Rezolve AI (NASDAQ:RZLV) shares rose nearly 8% in early trading on Monday after the company reported full-year 2025 results that exceeded market expectations, driven by strong revenue growth in the second half of the year.
The AI-powered retail infrastructure company posted GAAP revenue of $46.8 million, ahead of estimates of $41.2 million. Growth accelerated significantly in the back half of the year, with second-half revenue increasing 543% compared to the first half, which generated $6.3 million.
Rezolve exited December with monthly recurring revenue of $19.4 million, implying an annualized run rate of more than $232 million.
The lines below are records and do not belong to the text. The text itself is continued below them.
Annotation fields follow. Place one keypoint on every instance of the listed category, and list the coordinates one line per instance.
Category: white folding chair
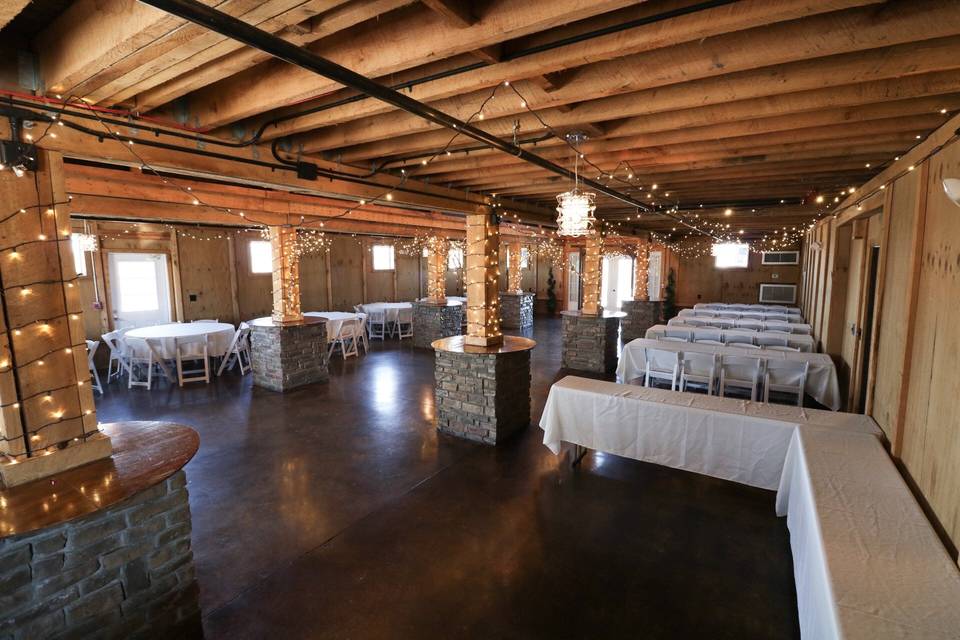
(785, 376)
(662, 365)
(193, 349)
(405, 323)
(345, 340)
(238, 353)
(92, 346)
(698, 368)
(740, 372)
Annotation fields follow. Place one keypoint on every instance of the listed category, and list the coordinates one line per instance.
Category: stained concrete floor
(337, 511)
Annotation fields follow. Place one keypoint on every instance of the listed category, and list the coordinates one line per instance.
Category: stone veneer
(590, 342)
(516, 310)
(285, 357)
(483, 397)
(432, 321)
(641, 315)
(126, 571)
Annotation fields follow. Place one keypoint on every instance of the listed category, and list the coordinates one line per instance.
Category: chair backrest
(741, 367)
(662, 360)
(787, 372)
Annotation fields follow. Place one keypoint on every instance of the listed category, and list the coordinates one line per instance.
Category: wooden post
(286, 276)
(437, 270)
(482, 259)
(47, 415)
(641, 272)
(591, 274)
(514, 269)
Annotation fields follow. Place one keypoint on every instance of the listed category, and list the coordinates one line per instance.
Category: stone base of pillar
(287, 356)
(516, 310)
(590, 342)
(482, 393)
(641, 315)
(435, 320)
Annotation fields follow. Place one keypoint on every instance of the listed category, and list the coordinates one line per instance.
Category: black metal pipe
(251, 36)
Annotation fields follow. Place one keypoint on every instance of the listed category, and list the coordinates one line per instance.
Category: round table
(220, 333)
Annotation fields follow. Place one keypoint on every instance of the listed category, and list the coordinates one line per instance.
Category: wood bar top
(144, 455)
(510, 344)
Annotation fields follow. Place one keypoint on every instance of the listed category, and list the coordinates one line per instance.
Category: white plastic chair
(239, 352)
(345, 340)
(92, 346)
(193, 349)
(662, 365)
(698, 368)
(785, 376)
(740, 372)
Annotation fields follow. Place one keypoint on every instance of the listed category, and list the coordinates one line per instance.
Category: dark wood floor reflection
(337, 511)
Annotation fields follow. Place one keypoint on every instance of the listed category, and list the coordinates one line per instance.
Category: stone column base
(641, 315)
(590, 342)
(285, 357)
(482, 393)
(516, 310)
(435, 320)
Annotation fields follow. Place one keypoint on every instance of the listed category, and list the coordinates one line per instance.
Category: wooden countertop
(144, 455)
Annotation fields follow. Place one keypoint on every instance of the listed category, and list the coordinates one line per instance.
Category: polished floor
(337, 511)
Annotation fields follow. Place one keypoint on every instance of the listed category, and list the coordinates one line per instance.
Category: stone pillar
(287, 356)
(286, 275)
(482, 257)
(590, 341)
(482, 393)
(640, 316)
(516, 309)
(515, 268)
(435, 320)
(48, 422)
(592, 263)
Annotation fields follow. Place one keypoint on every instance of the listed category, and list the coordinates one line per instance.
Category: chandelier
(576, 207)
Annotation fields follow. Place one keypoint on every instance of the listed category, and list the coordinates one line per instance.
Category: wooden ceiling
(723, 104)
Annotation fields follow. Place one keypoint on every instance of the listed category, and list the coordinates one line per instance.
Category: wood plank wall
(913, 390)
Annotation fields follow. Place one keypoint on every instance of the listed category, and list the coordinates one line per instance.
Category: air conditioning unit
(778, 293)
(780, 257)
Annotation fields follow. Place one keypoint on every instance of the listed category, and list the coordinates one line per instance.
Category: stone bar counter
(640, 316)
(590, 341)
(103, 550)
(435, 320)
(516, 309)
(482, 393)
(287, 356)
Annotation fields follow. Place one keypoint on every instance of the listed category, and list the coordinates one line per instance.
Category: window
(261, 257)
(731, 255)
(455, 258)
(383, 257)
(79, 257)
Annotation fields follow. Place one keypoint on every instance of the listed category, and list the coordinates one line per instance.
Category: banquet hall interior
(479, 319)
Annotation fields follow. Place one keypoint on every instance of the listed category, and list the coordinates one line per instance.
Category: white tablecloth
(221, 335)
(740, 315)
(793, 327)
(732, 306)
(866, 561)
(802, 341)
(822, 384)
(334, 320)
(725, 438)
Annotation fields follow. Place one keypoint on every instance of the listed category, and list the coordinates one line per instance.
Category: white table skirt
(822, 384)
(802, 341)
(740, 315)
(792, 327)
(867, 563)
(725, 438)
(220, 333)
(334, 320)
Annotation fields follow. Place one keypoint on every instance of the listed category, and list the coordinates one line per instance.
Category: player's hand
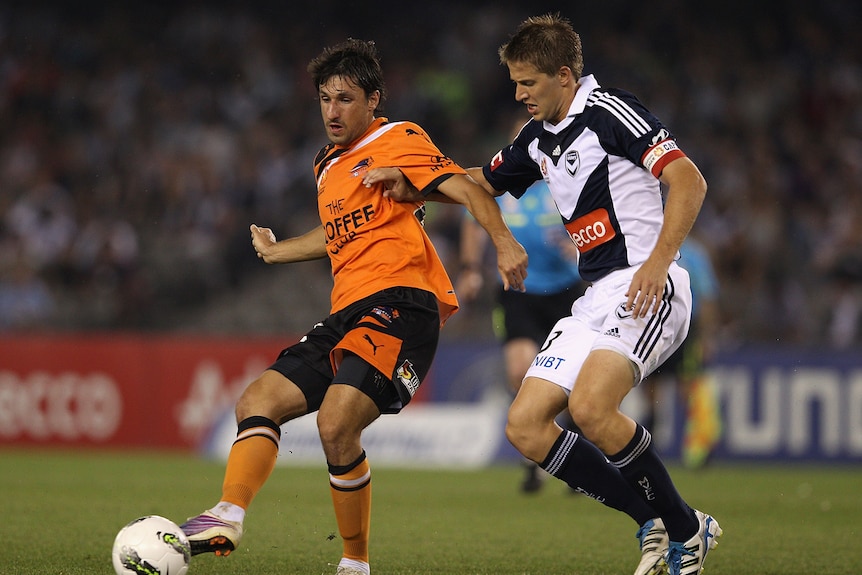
(262, 239)
(395, 185)
(512, 264)
(647, 288)
(469, 284)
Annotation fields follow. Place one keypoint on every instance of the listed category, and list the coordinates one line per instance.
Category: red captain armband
(660, 155)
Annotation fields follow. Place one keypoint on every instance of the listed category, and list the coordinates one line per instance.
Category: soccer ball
(151, 545)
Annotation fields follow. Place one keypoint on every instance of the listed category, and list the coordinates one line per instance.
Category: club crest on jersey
(407, 375)
(361, 167)
(573, 162)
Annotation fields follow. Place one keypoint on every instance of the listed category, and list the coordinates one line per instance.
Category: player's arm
(471, 251)
(686, 189)
(511, 256)
(309, 246)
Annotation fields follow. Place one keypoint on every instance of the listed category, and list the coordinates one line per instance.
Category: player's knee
(519, 431)
(588, 416)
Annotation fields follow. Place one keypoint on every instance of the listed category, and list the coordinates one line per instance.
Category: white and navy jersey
(601, 164)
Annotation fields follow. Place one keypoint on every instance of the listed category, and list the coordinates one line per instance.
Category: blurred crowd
(137, 144)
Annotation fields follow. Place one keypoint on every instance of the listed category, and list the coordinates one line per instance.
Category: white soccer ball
(151, 545)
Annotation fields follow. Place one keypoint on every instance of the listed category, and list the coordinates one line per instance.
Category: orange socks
(350, 486)
(251, 460)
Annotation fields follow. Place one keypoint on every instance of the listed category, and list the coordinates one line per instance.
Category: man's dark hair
(353, 59)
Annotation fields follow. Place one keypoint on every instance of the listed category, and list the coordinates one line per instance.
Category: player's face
(546, 97)
(347, 111)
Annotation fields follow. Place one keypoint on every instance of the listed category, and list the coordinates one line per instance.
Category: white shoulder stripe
(374, 135)
(620, 110)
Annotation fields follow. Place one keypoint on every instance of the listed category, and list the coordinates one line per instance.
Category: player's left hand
(395, 185)
(647, 288)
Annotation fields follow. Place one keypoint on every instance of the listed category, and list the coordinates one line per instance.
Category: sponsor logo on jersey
(361, 167)
(440, 162)
(591, 230)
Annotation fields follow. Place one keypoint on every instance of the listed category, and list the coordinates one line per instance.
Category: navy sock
(640, 465)
(583, 467)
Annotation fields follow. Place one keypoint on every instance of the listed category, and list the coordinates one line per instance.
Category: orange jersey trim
(373, 242)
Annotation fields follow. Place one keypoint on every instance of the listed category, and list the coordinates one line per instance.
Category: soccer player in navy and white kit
(604, 157)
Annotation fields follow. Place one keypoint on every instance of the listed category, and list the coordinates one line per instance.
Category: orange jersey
(374, 242)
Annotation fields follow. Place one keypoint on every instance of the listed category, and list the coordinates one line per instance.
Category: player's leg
(518, 355)
(532, 429)
(268, 401)
(624, 351)
(357, 396)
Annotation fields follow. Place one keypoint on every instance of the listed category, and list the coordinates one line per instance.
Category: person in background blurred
(391, 295)
(522, 320)
(684, 370)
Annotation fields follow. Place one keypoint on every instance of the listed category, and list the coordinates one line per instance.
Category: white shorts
(599, 321)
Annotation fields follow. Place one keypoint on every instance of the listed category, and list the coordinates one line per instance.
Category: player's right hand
(262, 239)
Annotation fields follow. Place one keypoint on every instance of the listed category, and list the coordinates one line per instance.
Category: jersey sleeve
(512, 169)
(634, 132)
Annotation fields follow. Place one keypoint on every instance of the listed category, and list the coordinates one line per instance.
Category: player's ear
(374, 100)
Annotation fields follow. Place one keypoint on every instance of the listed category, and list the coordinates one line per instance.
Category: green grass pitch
(61, 510)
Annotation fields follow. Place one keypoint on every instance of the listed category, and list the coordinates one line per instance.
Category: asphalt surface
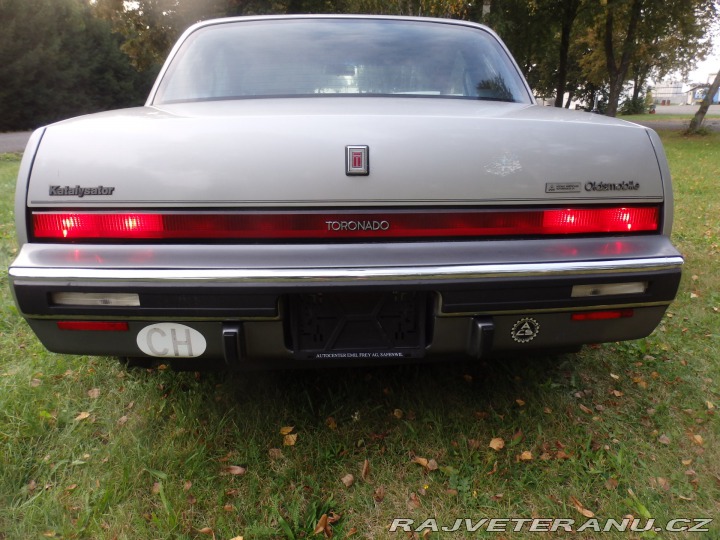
(15, 142)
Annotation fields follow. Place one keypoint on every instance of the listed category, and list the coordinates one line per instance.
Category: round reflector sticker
(525, 330)
(171, 340)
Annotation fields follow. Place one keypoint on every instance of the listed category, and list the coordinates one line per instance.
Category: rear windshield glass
(322, 57)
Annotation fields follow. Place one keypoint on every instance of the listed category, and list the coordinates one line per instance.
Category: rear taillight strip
(168, 225)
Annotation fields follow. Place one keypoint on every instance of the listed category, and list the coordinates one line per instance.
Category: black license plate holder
(358, 326)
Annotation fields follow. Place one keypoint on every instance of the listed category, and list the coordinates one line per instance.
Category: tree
(699, 118)
(652, 36)
(58, 61)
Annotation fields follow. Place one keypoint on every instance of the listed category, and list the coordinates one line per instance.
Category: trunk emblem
(357, 160)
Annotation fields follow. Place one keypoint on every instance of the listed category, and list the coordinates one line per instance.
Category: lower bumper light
(608, 289)
(94, 326)
(603, 315)
(95, 299)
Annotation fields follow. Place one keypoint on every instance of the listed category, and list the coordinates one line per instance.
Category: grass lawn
(90, 450)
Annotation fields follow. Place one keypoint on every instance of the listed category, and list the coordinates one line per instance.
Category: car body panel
(259, 153)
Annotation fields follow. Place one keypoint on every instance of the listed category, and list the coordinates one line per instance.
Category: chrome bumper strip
(284, 276)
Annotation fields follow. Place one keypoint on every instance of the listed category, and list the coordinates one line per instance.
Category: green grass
(89, 450)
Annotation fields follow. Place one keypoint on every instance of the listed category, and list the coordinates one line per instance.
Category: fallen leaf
(580, 508)
(321, 525)
(235, 470)
(290, 439)
(348, 480)
(420, 461)
(365, 473)
(497, 444)
(526, 456)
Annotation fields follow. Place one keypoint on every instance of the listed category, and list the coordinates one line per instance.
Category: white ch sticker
(171, 340)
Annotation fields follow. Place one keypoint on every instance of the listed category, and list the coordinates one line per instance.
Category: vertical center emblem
(357, 160)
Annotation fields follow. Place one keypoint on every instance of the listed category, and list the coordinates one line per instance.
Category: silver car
(301, 190)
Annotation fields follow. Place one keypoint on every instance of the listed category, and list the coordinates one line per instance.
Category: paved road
(13, 142)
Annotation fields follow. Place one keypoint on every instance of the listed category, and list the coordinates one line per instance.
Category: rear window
(323, 57)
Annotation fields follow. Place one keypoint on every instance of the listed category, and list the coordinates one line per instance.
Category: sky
(706, 68)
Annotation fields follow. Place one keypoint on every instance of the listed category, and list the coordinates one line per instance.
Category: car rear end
(348, 223)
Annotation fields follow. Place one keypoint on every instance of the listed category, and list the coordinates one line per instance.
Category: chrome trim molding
(355, 275)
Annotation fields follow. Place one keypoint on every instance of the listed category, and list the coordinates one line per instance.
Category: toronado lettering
(357, 225)
(79, 191)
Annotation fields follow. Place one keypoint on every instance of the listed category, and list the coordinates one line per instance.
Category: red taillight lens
(329, 225)
(93, 326)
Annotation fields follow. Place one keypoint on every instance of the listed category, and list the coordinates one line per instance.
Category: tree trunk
(699, 118)
(570, 9)
(618, 72)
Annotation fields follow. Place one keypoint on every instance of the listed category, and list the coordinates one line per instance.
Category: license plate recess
(376, 325)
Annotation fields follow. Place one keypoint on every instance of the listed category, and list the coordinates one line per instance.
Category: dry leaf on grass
(348, 480)
(581, 508)
(290, 439)
(497, 444)
(365, 473)
(235, 470)
(525, 456)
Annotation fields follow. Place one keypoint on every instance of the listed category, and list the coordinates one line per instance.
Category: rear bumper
(218, 290)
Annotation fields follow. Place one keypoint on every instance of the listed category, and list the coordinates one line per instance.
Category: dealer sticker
(564, 187)
(171, 340)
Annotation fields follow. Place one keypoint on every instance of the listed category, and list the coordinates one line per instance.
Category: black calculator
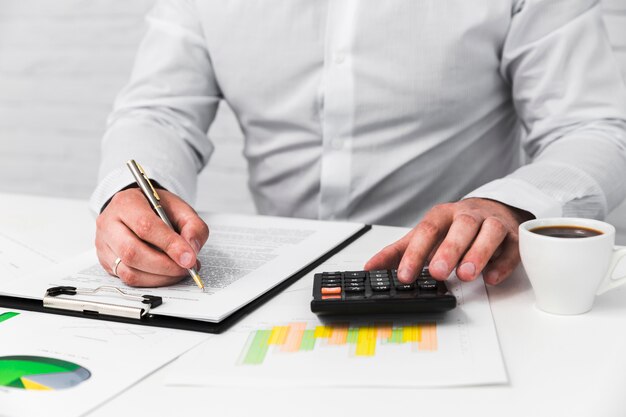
(364, 292)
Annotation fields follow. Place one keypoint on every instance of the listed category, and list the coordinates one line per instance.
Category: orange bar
(322, 332)
(278, 335)
(294, 337)
(339, 335)
(429, 337)
(411, 333)
(384, 330)
(366, 341)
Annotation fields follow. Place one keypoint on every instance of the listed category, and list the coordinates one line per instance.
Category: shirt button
(336, 143)
(340, 58)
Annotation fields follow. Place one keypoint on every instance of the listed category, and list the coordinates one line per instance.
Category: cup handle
(609, 283)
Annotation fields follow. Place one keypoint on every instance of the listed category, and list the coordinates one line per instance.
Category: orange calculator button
(332, 290)
(331, 297)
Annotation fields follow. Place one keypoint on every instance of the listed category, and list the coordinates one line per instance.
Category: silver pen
(155, 201)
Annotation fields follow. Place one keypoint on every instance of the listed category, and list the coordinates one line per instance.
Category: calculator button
(355, 274)
(405, 287)
(427, 285)
(331, 297)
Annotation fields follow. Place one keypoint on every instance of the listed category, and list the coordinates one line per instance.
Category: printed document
(244, 257)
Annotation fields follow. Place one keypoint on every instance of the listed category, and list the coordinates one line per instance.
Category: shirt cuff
(519, 194)
(163, 157)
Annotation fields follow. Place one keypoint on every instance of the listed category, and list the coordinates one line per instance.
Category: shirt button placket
(338, 111)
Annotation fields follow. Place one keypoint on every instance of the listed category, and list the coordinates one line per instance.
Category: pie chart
(40, 373)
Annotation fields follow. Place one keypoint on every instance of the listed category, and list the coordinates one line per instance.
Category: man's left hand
(474, 235)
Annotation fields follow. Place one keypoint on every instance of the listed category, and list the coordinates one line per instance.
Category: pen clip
(143, 173)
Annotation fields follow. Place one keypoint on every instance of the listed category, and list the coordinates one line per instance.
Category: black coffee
(573, 232)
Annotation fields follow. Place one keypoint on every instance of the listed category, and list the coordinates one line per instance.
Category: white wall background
(61, 64)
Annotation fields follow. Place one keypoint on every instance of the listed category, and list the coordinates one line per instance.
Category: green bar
(308, 340)
(258, 348)
(353, 334)
(396, 335)
(6, 316)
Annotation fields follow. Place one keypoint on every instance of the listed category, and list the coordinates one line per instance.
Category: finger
(389, 257)
(186, 221)
(136, 278)
(459, 238)
(144, 223)
(427, 235)
(106, 257)
(485, 247)
(501, 267)
(131, 276)
(137, 254)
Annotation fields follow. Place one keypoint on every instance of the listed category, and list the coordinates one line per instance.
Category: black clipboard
(147, 309)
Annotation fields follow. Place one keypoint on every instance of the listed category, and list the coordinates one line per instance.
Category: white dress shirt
(376, 110)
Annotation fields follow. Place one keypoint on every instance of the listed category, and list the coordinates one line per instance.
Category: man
(371, 111)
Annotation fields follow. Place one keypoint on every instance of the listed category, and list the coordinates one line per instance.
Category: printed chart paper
(60, 366)
(284, 344)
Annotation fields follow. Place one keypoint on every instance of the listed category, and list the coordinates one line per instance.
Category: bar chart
(362, 340)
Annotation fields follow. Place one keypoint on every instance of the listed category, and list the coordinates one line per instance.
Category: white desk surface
(557, 366)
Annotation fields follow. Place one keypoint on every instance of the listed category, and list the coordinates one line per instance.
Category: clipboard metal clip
(54, 300)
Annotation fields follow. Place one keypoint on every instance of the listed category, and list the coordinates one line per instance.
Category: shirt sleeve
(571, 99)
(162, 116)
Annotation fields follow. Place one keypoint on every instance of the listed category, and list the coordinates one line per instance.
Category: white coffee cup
(567, 273)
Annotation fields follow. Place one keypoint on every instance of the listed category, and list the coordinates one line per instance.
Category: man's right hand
(152, 255)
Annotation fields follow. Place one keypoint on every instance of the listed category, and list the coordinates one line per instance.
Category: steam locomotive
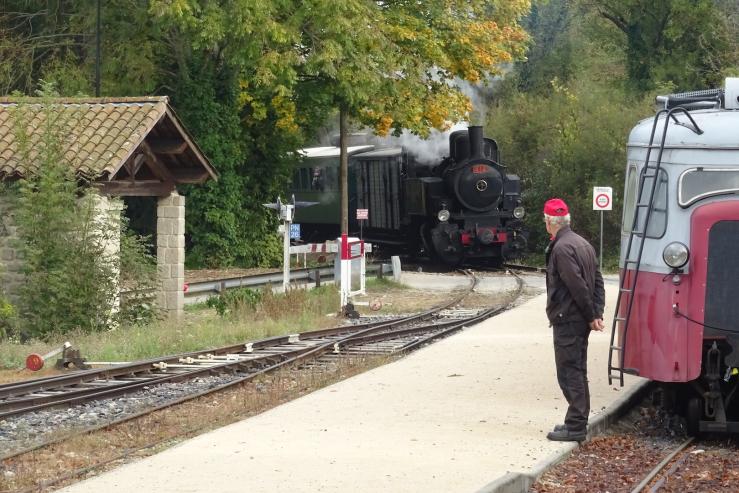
(461, 208)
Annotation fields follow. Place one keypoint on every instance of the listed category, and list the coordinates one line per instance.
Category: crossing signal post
(287, 213)
(602, 201)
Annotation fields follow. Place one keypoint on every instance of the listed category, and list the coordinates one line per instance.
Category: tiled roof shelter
(128, 146)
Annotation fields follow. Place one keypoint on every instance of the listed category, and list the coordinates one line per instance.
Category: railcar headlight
(676, 255)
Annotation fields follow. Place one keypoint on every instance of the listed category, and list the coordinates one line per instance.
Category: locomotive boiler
(464, 207)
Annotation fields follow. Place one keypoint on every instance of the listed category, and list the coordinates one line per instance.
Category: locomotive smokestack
(476, 142)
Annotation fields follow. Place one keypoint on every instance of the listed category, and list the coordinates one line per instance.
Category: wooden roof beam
(155, 165)
(160, 145)
(191, 175)
(148, 188)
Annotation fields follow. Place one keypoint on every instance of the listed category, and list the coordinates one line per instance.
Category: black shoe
(567, 435)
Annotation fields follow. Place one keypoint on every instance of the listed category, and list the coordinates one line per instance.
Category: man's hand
(597, 324)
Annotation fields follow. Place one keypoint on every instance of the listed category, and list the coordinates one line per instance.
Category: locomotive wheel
(693, 415)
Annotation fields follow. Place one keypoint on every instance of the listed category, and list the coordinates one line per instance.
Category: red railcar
(677, 319)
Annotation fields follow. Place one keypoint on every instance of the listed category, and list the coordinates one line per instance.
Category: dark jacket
(574, 284)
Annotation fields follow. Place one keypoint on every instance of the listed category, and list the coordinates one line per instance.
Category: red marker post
(602, 201)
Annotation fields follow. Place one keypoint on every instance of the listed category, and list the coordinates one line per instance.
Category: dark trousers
(571, 358)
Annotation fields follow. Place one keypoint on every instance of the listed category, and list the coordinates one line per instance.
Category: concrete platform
(452, 417)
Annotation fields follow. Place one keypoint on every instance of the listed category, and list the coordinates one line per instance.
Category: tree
(392, 64)
(683, 42)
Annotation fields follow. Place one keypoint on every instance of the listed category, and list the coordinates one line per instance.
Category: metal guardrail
(200, 291)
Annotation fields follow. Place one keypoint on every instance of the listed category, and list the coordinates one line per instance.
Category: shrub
(235, 301)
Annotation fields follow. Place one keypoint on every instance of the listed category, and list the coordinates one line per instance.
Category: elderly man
(575, 302)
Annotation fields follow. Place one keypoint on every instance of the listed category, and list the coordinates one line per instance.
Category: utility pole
(344, 171)
(97, 52)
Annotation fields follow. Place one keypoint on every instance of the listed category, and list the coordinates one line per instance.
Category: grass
(297, 310)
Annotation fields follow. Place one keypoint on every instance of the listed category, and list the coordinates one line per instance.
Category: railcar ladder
(643, 201)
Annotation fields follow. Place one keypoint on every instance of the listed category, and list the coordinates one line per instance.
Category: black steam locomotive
(466, 207)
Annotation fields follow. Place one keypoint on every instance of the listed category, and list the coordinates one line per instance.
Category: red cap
(556, 207)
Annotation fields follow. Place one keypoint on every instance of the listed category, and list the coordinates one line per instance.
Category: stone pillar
(171, 253)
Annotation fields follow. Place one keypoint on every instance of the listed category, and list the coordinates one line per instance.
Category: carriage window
(699, 183)
(658, 217)
(318, 179)
(629, 199)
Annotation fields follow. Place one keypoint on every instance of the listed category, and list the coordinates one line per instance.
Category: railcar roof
(384, 152)
(719, 131)
(317, 152)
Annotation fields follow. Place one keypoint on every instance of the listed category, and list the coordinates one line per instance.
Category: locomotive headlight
(676, 255)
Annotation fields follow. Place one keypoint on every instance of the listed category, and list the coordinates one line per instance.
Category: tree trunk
(344, 170)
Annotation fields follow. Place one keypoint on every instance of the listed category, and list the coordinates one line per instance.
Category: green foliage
(138, 277)
(564, 143)
(687, 43)
(235, 300)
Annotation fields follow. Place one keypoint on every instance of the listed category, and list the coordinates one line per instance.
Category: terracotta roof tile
(97, 135)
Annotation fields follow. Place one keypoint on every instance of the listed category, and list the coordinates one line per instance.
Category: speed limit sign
(602, 198)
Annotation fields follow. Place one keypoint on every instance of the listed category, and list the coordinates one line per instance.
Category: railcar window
(699, 183)
(318, 179)
(629, 199)
(658, 218)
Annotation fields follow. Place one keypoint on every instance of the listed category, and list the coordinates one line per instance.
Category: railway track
(241, 362)
(660, 474)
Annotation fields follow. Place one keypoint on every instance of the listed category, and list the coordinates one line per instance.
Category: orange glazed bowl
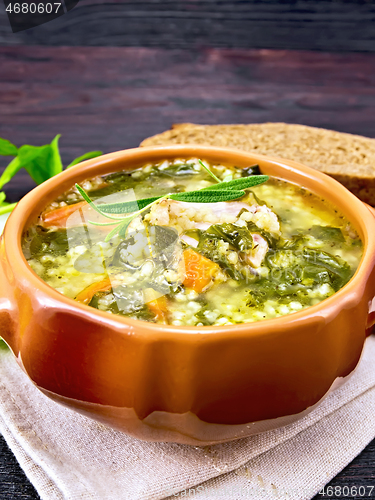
(187, 384)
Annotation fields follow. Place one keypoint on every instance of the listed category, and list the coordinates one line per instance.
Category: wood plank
(110, 98)
(335, 25)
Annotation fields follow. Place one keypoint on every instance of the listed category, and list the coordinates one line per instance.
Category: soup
(227, 258)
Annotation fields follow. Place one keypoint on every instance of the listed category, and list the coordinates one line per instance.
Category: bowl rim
(25, 212)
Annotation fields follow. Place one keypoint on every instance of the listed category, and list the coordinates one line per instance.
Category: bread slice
(348, 158)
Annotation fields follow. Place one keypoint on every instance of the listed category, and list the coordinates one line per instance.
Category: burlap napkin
(67, 456)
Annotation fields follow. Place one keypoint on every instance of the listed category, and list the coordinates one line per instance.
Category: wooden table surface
(111, 98)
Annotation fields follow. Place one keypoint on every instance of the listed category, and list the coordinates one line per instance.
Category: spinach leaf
(239, 237)
(41, 162)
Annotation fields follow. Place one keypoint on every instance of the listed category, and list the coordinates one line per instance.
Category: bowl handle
(8, 304)
(371, 315)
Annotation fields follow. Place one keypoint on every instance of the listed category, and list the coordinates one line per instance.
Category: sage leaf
(241, 183)
(213, 196)
(127, 206)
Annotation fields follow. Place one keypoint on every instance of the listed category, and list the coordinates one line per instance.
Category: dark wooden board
(112, 98)
(336, 25)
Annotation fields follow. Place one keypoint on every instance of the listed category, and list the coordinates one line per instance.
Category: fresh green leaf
(86, 156)
(13, 167)
(86, 197)
(239, 237)
(202, 196)
(41, 162)
(221, 192)
(241, 183)
(7, 148)
(327, 233)
(127, 206)
(121, 228)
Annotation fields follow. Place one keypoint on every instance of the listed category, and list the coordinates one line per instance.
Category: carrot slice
(59, 216)
(87, 293)
(199, 271)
This figure surpassed the company’s prior guidance of $100 million.
Despite remaining unprofitable, Rezolve reported a narrower net loss of $0.38 per share, compared with analyst expectations for a $0.43 loss.
Gross margin for the year came in at 66% on a GAAP basis, while its core software business delivered margins exceeding 90%.
The company said it now serves more than 950 enterprise customers across sectors including retail, hospitality, quick-service restaurants, and luxury, and reported a contracted revenue base of $232 million heading into 2026.
Looking ahead, Rezolve raised its full-year 2026 revenue guidance to $360 million, supported by its existing contracted revenue and ongoing enterprise deployments. The outlook implies roughly 7.5 times growth from its 2025 revenue base.
The company also highlighted improvements in deployment timelines, stating it has reduced enterprise AI adoption cycles from around 18 months to between four and six weeks through native cloud integrations.
Rezolve said it has secured more than $750 million in total funding, including a $250 million raise completed in January, and does not anticipate needing additional operational equity to execute its 2026 plans.
The company is targeting an annualized run rate exceeding $500 million by the end of 2026, as it seeks to scale its position in the rapidly expanding AI-driven e-commerce market.
“2025 was the year Rezolve became the essential logic of global commerce,” the company’s CEO Daniel Wagner said in a statement.
“We have moved beyond the ‘experimentation’ phase of AI into live, production-grade infrastructure. We are the natural consolidator in this category, with both the technological and capital advantage to extend that lead.